An app that I'm building has a comprehensive onboarding process, involving a multi-step form with 5 steps. It's already a pretty boring process to fill out 5 forms with a bunch of image attachments, and the users also have to wait for each step to submit before moving on to the next. The backend's API is also designed to accept form submissions at each step.

Is there a way to let the user move on to the next step instantly after pressing the "Next" button, without having to wait for the form to be submitted at each step? If I make the submission in the background, I also want to be able to gracefully handle the scenario of when the submission fails. What would be a good UX for this?

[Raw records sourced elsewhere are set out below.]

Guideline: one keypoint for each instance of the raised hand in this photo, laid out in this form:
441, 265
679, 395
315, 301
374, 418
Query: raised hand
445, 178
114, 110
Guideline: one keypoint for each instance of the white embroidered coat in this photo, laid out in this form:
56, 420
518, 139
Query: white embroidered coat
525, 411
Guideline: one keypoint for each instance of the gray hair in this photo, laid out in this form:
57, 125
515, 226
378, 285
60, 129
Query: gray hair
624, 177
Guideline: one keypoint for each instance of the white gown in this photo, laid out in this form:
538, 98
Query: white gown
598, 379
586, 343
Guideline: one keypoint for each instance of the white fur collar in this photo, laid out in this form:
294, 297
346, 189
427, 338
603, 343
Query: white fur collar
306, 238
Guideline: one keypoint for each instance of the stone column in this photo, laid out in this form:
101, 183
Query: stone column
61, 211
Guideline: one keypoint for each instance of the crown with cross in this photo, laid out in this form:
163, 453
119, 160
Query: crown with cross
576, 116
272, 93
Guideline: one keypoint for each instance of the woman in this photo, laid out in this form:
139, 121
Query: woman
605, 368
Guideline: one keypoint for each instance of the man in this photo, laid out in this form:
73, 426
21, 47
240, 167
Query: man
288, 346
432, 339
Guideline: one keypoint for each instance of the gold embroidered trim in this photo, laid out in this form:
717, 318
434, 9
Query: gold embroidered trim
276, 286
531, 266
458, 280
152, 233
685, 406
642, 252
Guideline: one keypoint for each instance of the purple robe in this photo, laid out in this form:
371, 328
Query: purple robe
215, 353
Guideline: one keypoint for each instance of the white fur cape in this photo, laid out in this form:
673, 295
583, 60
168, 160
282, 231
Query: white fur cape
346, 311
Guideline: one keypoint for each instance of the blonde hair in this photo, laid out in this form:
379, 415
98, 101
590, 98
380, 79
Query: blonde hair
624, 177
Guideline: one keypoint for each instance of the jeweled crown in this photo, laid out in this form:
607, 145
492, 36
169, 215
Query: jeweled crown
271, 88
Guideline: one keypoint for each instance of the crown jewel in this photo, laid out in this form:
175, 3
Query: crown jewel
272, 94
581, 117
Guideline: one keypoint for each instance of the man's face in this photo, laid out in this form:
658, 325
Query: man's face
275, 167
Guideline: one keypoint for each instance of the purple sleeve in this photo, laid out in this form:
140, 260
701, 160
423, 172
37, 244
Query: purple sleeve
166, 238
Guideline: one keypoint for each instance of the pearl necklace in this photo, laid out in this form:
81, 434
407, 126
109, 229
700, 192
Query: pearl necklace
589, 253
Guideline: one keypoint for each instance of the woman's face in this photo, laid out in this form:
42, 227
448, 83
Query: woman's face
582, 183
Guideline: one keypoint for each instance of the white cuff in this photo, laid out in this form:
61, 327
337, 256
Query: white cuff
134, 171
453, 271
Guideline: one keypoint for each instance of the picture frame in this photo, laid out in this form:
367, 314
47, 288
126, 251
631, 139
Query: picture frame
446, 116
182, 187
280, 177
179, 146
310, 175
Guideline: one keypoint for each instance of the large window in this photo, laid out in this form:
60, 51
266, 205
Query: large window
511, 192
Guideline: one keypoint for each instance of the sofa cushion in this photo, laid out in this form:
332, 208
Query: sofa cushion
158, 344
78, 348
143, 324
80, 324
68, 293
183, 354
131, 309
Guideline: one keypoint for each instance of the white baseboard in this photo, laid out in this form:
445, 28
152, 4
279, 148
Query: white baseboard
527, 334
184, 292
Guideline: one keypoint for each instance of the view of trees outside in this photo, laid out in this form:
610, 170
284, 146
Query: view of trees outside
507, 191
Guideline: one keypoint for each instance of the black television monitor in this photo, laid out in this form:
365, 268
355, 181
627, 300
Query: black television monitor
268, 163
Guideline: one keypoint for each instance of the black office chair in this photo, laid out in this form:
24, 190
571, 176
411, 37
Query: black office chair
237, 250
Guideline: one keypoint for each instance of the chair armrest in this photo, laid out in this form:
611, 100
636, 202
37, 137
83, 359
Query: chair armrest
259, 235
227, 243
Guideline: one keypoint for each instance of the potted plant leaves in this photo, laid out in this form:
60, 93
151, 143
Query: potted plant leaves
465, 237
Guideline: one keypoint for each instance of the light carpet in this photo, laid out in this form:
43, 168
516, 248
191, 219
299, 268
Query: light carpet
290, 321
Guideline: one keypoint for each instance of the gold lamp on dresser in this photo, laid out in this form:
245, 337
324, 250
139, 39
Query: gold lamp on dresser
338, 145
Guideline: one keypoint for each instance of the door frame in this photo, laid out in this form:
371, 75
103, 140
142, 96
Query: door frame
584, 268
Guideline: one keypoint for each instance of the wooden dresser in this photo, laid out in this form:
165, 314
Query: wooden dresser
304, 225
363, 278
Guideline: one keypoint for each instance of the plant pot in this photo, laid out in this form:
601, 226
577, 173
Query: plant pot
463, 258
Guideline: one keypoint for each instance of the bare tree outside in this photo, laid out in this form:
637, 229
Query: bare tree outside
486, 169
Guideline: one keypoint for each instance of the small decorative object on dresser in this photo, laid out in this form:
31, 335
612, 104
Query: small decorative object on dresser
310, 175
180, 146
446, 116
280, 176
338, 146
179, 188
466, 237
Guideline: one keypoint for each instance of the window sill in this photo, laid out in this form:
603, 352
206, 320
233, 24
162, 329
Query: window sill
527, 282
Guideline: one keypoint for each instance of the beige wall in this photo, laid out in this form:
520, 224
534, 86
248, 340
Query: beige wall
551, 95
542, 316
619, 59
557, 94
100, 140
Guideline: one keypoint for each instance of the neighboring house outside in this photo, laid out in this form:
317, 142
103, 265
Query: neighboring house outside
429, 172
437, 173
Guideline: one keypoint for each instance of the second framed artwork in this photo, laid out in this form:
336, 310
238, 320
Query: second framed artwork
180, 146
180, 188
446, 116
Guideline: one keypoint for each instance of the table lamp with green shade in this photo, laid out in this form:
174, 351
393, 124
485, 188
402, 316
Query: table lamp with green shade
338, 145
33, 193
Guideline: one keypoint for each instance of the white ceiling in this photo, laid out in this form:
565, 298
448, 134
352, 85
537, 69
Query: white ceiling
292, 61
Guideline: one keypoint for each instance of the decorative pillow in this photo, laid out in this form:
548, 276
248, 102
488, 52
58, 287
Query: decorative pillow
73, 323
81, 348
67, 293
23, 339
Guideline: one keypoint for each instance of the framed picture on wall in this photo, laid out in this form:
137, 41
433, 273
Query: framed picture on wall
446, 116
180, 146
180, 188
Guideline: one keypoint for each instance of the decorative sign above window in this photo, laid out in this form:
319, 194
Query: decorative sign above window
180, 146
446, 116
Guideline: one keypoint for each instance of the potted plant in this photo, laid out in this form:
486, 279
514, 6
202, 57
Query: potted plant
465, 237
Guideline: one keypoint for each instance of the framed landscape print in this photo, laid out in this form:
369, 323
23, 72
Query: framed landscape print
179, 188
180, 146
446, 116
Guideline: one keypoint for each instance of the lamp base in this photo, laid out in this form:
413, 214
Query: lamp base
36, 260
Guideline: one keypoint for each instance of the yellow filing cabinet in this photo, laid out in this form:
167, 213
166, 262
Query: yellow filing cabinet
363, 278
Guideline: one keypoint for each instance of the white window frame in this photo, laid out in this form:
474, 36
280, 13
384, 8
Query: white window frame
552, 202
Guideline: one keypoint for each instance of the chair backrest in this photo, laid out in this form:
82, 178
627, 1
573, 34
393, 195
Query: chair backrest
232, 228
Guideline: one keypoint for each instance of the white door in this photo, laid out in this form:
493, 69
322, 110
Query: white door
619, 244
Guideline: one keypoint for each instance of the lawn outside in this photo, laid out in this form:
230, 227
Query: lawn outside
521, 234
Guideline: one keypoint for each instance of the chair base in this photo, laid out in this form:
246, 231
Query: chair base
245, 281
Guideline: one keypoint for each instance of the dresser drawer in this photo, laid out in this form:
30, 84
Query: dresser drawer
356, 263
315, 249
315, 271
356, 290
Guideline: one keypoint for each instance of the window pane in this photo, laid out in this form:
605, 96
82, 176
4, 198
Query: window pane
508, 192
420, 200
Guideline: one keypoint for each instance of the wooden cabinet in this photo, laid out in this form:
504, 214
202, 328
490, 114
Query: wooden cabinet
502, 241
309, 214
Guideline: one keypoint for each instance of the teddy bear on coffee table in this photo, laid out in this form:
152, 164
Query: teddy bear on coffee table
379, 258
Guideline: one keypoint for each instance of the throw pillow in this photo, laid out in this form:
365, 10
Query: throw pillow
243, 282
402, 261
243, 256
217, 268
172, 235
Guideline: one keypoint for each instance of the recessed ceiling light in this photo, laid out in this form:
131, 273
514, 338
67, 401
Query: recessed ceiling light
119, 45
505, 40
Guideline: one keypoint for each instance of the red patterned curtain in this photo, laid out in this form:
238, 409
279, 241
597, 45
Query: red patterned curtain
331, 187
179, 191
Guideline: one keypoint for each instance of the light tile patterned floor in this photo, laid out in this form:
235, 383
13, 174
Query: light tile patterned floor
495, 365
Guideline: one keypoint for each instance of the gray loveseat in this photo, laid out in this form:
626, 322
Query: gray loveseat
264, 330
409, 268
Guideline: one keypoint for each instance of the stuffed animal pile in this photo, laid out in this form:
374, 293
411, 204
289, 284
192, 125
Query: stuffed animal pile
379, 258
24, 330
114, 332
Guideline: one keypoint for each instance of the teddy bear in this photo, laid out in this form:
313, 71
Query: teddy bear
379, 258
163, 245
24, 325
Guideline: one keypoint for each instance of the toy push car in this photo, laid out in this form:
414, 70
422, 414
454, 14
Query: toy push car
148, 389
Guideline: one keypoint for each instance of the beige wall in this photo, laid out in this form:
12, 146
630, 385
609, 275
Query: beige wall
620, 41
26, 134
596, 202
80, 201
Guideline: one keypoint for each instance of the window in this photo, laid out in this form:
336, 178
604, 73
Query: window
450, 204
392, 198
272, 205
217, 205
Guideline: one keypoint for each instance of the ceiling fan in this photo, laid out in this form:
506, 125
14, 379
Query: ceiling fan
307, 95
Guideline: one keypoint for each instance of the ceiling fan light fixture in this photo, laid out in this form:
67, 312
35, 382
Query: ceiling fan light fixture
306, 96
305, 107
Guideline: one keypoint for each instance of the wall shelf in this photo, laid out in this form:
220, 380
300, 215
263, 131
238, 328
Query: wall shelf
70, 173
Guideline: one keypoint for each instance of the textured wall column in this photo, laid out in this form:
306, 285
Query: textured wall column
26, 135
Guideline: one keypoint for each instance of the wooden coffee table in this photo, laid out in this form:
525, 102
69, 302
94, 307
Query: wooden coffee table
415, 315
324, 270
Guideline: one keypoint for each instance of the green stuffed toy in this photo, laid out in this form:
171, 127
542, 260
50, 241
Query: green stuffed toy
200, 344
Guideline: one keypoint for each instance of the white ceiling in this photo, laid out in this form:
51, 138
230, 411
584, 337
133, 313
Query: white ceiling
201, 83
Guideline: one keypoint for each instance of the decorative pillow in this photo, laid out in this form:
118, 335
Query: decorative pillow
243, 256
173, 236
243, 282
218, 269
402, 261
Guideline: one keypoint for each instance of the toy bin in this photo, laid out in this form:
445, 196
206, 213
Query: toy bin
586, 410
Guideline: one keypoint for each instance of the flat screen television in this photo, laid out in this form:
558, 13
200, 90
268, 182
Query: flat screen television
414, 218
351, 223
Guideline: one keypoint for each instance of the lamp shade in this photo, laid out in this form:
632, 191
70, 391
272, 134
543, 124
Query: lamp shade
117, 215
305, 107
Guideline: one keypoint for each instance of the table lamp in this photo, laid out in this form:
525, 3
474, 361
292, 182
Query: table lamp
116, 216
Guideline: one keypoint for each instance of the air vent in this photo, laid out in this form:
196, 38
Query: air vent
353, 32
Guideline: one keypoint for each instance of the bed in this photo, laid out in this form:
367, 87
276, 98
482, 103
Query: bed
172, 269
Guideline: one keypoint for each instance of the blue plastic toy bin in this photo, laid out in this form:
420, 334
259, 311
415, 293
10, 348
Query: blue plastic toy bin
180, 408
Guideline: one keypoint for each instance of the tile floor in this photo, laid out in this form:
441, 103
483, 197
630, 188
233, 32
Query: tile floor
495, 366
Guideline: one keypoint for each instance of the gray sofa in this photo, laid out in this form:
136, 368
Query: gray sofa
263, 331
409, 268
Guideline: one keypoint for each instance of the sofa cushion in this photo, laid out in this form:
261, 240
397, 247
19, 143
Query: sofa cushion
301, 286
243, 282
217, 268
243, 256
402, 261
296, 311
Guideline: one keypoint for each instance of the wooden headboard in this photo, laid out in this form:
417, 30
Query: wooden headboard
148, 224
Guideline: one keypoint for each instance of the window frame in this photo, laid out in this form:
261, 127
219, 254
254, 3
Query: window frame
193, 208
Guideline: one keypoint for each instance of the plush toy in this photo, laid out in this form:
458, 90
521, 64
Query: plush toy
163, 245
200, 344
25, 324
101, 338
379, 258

One suggestion I found here was to go to the next step immediately and show a loading interface there instead of on the current step, but this only solves part of the problem and still leaves the user waiting for some time before being able to fill up the next form, especially if they are on a flaky connection (which would be the case for many users on the app that I'm building).

Thanks in advance!

  • Hi Ashwin, note that ux.stackexchange is strictly about UX and not about implementation. I think a good UX would be if the user is not blocked while the data is transmitted and validated. You could display a small status icon that shows what the current progress is and if a validation fails (similar to the save label that google sheets shows while it is saving). Are there forms on one step that depend on input from another step?
    – Nash
    Jul 29, 2020 at 11:50
  • Hey @Nash, sorry about the nature of the question, how can I reword it to make it more about UX? I'm just trying to make the form-filling process feel as snappy as possible, and am open to suggestions. To answer your question, the form inputs are not dependent across steps, they're completely separate. And about the status icon, an indicator would surely help (perhaps a small spinner that turns into a green check on success and a red exclamation on failure), but it might also be confusing for the user to have to guess how to take action in the event of a failure, which is where I'm stuck atm.
    – glocore
    Jul 29, 2020 at 12:18
  • Depending on what you're willing to change, you could have your whole form on one page and after the user fills in an input box or uploads an image it would automatically validate the input and, if there is an error, display it in a box on the corner with errors in the form. So by the time the user reaches the end, most errors will have already been found, and clearly marked for completion. Jul 29, 2020 at 13:52
  • Instead of a small red exclamation mark you would have a box with each error clearly labeled so the user can see and interact with each error. Additionally, you could have a dynamic form of which it's elements are composed of the inputs that failed validation. This would go at the end of the form and he prefilled with what the user already inputted Jul 29, 2020 at 13:57

1 Answer 1


One common pattern that seems to work is to present this similar to a wizard where the list of steps is always present, either down the side or across the top, but with the modification that users can return to a previous step without resetting the process.

Then each step can be Incomplete, Processing, Failed, or Success independently of the others and error messages can be displayed on Failed pages close to the fields that need to be modified.